Mental Anguish and Emotional Distress

Mental anguish and emotional distress is generally defined as a type of psychological response that often accompany the trauma of a physical injury or accident.


Symptoms of Mental Anguish

  •   Anxiety
  •   Apprehension
  •   Confusion
  •   Humiliation
  •   Shock
  •   Sorrow
  •   Terror
  •   Isolation
  •   Loss of self-confidence
  •   Dropping out of your usual activities because of loss of self-confidence

Example: Mental Anguish and Emotional Distress Due to a Car Accident

For years, Sally has been driving her children to school, soccer games, and other extra-curricular activities. The drives were an enjoyable time, spent laughing with her children and talking about how their days went.

Since her car accident, however, Sally is tense and nervous behind the wheel. She scolds her children when they laugh or otherwise distract her from driving. She feels terrible, but ever since the accident she can’t help it.

Sally is bitter and now resents having to drive. She feels guilty for being mean to her children. She’s frustrated because she doesn’t want to feel this way, but she can’t help it. Sally also now has difficulty sleeping, and can’t enjoy her husband’s companionship.

Sally is anxious because she doesn’t know when her symptoms of emotional distress will end. She hopes it will get better as the days and weeks go by, and it probably will. But in the meantime, her life as she knew it before the accident has completely changed.

Sally is suffering from a variety of psychological symptoms due to the trauma of her auto accident. These symptoms have a serious adverse effect on her quality of life and provide the necessary grounds for seeking mental anguish and emotional distress damages.


Ways To Prove Mental Anguish and Emotional Distress

  •   Intensity. The more intense the mental anguish, the better chance you have of proving that your emotional distress was severe enough to deserve compensation. Cases alleging negligent, rather than intentional, infliction of emotional distress may require some sort of physical injury as well.
  •   Duration. Persistent and recurring pain that remains with you for a long period of time, like post traumatic stress, may also help prove severe emotional distress.
  •   Related Bodily Harm. While it may be difficult to point out evidence of the emotional distress, you may more easily provide evidence of related bodily injury like ulcers, headaches, and other physical signs of distress.
  •   Underlying Cause. The more extreme the underlying cause of the emotional distress, the more likely a court will find emotional distress. For example, surviving a bombing may be more likely to support a claim than being the victim of an ordinary read-end car accident that resulted in no physical injuries.
  •   Doctor’s Note. A note by a doctor or psychologist should be provided to support every claim.
  •   Letters. Get letters from your loved ones confirming in their own words how they’ve observed your emotional condition since the accident. Objective sources will carry more weight.
  •   Journals. Keep a journal of how you feel during your recovery. Records of your day-to-day thoughts and feelings can in some cases be used as evidence of emotional distress in a trial.
  •   Prescriptions. Compile a list of your prescription medications, particularly those for depression, anxiety, or other psychological symptoms.

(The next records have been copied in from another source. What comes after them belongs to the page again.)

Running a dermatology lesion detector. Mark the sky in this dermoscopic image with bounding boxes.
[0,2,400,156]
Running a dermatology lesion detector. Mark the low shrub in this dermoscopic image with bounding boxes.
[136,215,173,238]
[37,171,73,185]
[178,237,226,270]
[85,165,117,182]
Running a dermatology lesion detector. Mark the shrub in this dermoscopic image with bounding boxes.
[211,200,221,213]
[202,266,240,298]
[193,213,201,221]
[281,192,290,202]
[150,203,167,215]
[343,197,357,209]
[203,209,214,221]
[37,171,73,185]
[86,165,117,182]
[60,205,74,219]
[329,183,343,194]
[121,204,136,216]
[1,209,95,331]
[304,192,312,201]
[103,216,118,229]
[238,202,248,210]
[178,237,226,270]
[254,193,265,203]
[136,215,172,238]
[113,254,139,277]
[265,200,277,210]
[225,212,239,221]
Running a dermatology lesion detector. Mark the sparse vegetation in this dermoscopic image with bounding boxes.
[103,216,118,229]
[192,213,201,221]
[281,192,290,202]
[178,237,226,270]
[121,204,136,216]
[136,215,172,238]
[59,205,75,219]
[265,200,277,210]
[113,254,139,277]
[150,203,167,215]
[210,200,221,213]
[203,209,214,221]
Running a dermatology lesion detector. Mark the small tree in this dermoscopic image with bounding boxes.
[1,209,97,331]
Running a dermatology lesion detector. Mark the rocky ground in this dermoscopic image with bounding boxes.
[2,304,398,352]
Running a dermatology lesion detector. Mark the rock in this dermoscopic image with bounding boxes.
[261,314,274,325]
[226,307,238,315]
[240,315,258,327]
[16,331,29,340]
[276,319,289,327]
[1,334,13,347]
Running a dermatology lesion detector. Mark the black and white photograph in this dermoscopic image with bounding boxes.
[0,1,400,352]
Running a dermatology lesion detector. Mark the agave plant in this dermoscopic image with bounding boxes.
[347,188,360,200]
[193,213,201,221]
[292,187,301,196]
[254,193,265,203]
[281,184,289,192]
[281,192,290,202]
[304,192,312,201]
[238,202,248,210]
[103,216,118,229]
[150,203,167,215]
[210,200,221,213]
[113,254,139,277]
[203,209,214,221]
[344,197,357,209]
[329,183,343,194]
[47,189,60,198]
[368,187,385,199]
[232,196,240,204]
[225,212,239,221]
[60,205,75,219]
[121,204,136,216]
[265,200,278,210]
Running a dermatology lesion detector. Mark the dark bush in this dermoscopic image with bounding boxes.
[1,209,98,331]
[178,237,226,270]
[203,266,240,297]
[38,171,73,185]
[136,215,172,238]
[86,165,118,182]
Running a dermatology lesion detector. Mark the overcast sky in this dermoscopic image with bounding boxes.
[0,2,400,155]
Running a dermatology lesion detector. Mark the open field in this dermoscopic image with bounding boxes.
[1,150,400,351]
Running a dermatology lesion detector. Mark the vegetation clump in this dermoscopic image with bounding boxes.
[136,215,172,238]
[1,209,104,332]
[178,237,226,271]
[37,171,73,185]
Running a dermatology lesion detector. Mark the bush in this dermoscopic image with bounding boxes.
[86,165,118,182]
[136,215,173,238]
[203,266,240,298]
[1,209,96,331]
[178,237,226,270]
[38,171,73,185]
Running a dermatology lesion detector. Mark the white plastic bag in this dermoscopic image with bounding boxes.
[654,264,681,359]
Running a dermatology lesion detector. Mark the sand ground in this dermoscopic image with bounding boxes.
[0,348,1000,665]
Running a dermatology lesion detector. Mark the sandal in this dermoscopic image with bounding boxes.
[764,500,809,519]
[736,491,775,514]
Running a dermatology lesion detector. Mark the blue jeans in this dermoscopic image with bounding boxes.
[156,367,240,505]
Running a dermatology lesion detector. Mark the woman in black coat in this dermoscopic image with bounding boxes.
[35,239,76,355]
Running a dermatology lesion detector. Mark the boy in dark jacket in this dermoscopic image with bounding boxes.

Compensation for Mental Anguish and Emotional Distress

With mental anguish or emotional distress, victims suffer from non-economic damages - injuries that are not out-of-pocket and are relatively hard to quantify. Placing a value on your non-economic damages, therefore, requires the plaintiff to first revert to the value of his or her special damages, which is the sum of one’s lost wages, medical expenses, and out-of-pocket expenses.

For minor to moderate injuries, multiply the total of your special damages by 1 to 5. The number depends on the seriousness of your injuries, and whether they were soft tissue or hard injuries. The more serious the injuries, the higher the multiple.
Once you’ve determined your multiple, multiply your total costs by that number to get the amount you feel accurately represents your suffering. The result is the total amount you will demand for a final settlement.
Many states have compensation caps for non-economic damages, however. California, for example, has a compensation cap of $250,000 under the state’s Medical Injury Compensation Reform Act of 1975 (MICRA).